As such I am wondering if the same thing could not be accomplished with building a port on one side and one on the other side with strong rail connections over those 50 miles (maybe even automated). I would think that just routing ships through the canal would not challenge Singapore since they would still be going through Singapore for unloading/reloading. The canal will also be very restricted on the number of ships going through at once (much more than the straights - which they say are congested).

Cost prohibitive as opposed to sailing around.

Posted

Singapore is a logistics hub which takes in containers and reloads them on outbound ships (i.e. a ship containing shipments from India (and others) for China, Taiwan, Japan, Vancouver, Los Angeles, etc.) is then taken off and put back on ships that are laden with shipments for one destination.

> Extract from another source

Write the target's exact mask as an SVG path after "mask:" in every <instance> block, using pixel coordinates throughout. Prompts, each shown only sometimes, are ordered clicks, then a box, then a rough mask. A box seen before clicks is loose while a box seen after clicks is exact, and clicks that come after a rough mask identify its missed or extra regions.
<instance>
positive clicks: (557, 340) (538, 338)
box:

As such I am wondering if the same thing could not be accomplished with building a port on one side and one on the other side with strong rail connections over those 50 miles (maybe even automated). I would think that just routing ships through the canal would not challenge Singapore since they would still be going through Singapore for unloading/reloading. The canal will also be very restricted on the number of ships going through at once (much more than the straights - which they say are congested).

Cost prohibitive as opposed to sailing around.

If you have ever flown into Singapore you will see massive port infrastructure and a fleet of ships that are anchored waiting to be processed. I lot of those ships are not "sailing around" they are being processed in a hub that is used in a similar manner to the US airport system (hub and spoke). They are taking off cargo meant for many destinations from one port and consolidating these shipments on ships bound for one or two ports of call on the other side. If you are bypassing Singapore, this job still has to be done somewhere for a lot of this cargo.

If you are building a canal to bypass Singapore for through traffic, you are only shaving a couple of days off this trip only to be queued up waiting to go through one very small queue. It is not the same the Panama canal that was constructed to saving as much as a month off transit from the Atlantic to Pacific (or vice-versa).